Firstly, it diminishes the protection offered to the lives of all. This is because it allows the killing of people who do not genuinely volunteer to be killed. Any safeguards, although initially observed, would inevitably weaken over time. Someone who doesn’t really want to die could easily be persuaded to change their mind. Or someone who wants to die could find a way to carry out their plan.
Secondly, it encourages people to deceive others. Perhaps they won’t tell everyone exactly why they’re going to end their lives. Maybe they’ll give out different reasons depending on whom they encounter. One reason could be that they don’t like particular kinds of food; another reason could be that they hate their job; yet another reason could be that they hate their partner.
Thirdly, it encourages deception. When someone dies unexpectedly, people tend to assume that something suspicious happened. They might suspect foul play or hidden agendas. Some unscrupulous people exploit these suspicions to their advantage. They might encourage people to pursue false leads or dig up dirt on other people.
Fourthly, it discourages open discussions between family members. Family members might avoid talking about unpleasant subjects such as illness, disability and death. Instead, they’d prefer to focus on lighter topics, such as jokes, gossip and sports.
Fifthly, it undermines the role of medicine. Medicine involves seeking answers to questions and helping people solve problems. A doctor tries to treat symptoms and offer advice on what steps to take to improve one’s health. He or she doesn’t pretend that the patient’s life is worthless.
Sixthly, it reduces the respect shown to the elderly. It implies that the elderly lack wisdom and understanding.
Seventhly, it erodes trust in society.
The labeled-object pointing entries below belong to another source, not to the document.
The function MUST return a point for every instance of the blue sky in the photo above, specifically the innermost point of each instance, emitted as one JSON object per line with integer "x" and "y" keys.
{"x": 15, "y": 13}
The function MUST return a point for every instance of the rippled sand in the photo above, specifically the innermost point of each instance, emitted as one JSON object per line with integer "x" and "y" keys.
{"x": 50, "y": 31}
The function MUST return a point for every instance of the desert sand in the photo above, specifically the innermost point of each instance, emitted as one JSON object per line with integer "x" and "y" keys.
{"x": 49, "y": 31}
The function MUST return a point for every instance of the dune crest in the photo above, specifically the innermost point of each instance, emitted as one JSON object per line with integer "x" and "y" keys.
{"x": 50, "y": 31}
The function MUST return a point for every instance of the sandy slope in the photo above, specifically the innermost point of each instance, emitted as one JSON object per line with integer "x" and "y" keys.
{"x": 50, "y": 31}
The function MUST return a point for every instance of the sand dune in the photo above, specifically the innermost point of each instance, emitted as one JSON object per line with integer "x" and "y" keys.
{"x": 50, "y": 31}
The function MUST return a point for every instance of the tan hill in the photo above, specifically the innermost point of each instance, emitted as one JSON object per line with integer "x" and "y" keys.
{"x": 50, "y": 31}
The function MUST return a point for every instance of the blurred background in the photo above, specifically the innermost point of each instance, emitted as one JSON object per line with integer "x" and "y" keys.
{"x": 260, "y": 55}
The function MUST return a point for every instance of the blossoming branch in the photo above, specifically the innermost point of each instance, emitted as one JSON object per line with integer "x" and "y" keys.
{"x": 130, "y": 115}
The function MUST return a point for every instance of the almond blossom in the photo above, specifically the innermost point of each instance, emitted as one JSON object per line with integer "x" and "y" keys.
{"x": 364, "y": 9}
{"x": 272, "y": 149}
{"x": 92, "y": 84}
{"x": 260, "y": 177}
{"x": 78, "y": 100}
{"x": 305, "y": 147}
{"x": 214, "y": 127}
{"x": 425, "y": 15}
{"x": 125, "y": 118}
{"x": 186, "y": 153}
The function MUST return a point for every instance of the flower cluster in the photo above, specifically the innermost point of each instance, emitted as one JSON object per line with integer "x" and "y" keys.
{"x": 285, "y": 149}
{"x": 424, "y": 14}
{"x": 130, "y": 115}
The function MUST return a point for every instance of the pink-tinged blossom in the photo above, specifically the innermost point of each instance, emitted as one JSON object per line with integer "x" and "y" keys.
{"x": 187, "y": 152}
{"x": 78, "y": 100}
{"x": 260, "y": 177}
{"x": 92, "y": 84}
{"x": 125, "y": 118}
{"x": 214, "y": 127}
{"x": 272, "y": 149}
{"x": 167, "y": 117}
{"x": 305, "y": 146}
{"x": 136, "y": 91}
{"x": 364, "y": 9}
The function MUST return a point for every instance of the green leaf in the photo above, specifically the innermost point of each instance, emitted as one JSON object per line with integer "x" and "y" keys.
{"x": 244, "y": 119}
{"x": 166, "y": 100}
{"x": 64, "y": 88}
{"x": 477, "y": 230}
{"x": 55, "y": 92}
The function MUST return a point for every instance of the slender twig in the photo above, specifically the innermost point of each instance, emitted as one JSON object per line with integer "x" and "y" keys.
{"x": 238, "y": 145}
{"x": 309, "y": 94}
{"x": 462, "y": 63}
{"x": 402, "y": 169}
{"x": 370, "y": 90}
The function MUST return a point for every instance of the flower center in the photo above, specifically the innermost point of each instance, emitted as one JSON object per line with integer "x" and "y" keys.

Ordinary citizens may doubt the motives of doctors and politicians. They may start to question the reliability of institutions such as banks, media outlets, government agencies, schools etc.
Eighthly, it creates a slippery slope. Once we begin accepting euthanasia, where else can we stop? Eventually we may accept abortion, capital punishment, war and ethnic cleansing.
Ninthly, it devalues human life. Dying isn’t necessarily bad. We shouldn’t fear death. Life itself is a gift and we ought to cherish it.
Tenthly, it makes us less compassionate. We may grow callous and indifferent towards the sufferings of others.
Eleventhly, it weakens love and affection. Friends and relatives may distance themselves emotionally from each other. They may grow distant or estranged.
Lastly, it contravenes the spirit of religion. Most religions teach that we are here temporarily on Earth to enjoy God’s bounty and to learn lessons and gain spiritual enlightenment. We ought to look beyond our short term interests and consider what happens after death.
I hope you agree with me that it’s better to leave matters as they are. Let’s respect life and let nature take its course. Why upset things unnecessarily?